Le donne, in pubblicità, ma non solo, spesso vengono prese e le prendono. Non esiste un’espressione peggiore per trasmettere l’idea di una donna che non desidera un uomo ma questi riesce ad averla.

Eccoci ad un nuovo capitolo della sconfortante creatività italiana che gioca su banali luoghi comuni e offende, dietro un malcelato convincimento di essere ironici, la dignità della donna. Oggetto della pubblicità una spina elettrica. Il che si commenta da solo.
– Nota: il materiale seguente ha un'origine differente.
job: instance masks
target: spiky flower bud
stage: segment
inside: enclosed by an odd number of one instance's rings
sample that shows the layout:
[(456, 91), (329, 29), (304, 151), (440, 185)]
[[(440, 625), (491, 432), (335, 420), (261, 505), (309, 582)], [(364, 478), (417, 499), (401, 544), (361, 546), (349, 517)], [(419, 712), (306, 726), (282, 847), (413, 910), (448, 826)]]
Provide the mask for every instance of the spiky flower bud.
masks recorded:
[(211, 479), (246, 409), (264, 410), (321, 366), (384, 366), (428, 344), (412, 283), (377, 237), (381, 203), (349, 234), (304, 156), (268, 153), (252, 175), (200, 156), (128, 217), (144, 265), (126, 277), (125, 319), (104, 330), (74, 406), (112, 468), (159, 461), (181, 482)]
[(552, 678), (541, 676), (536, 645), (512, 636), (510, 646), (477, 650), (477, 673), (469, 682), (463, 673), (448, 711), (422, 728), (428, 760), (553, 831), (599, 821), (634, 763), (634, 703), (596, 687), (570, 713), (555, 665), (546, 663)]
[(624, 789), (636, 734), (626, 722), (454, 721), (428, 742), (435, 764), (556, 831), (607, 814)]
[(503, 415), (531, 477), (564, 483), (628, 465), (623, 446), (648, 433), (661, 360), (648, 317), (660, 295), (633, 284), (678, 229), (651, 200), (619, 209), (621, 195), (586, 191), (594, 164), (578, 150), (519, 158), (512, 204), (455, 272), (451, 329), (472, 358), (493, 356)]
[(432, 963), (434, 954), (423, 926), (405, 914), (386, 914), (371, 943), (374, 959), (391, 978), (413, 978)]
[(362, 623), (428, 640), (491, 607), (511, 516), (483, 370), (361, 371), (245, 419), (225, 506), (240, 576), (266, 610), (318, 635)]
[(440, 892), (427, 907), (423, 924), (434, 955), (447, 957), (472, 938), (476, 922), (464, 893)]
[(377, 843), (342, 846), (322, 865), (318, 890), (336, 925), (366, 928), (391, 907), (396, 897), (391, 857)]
Il messaggio pubblicitario  pubblicizzava una tipologia di presa elettrica che può ospitare diverse tipologie di spine (shuko o due spine) in un unico frutto, utilizzando l’immagine di una giovane ragazza in canottiera che indicando il prodotto,  viene accompagnata dal  claim che recitava “L’Unica che va con tutte (anche due alla volta)”.2-15 presa Side

Il Presidente del Comitato di Controllo ha ritenuto che il messaggio violasse i dettami dell’art. 10 – Convinzioni morali, civili, religiose e dignità della persona – del Codice di Autodisciplina della Comunicazione Commerciale,  ponendosi  in manifesto contrasto  con la norma che impone il rispetto della “…dignità della persona in tutte le sue forme ed espressioni e deve evitare ogni forma di discriminazione, compresa quella di genere”. È infatti evidente la carica offensiva della dignità della donna, che viene accostata ed assimilata alla merce pubblicizzata, diventando lei stessa oggetto di profferta. Il simbolismo sessuale appare trasparente e favorisce in modo inequivocabile la diretta decodifica dell’oggetto a cui allude. Si attua infatti una identificazione della figura femminile con il prodotto offerto al consumatore, utilizzando il doppio senso dell’headline riferito nel contempo all’una e all’altro. Null’altro sembra giustificare la scelta creativa se non l’intento di raggiungere il maggior impatto possibile presso i destinatari della comunicazione.

Ancora una volta uno stop che, occorre dirlo, almeno in questo segmento di comunicazione, vale davvero poco. Un intervento censorio che arriva dopo settimane, a campagna conclusa, e senza tangibili effetti deterrenti. Ha senso tutto questo lavoro?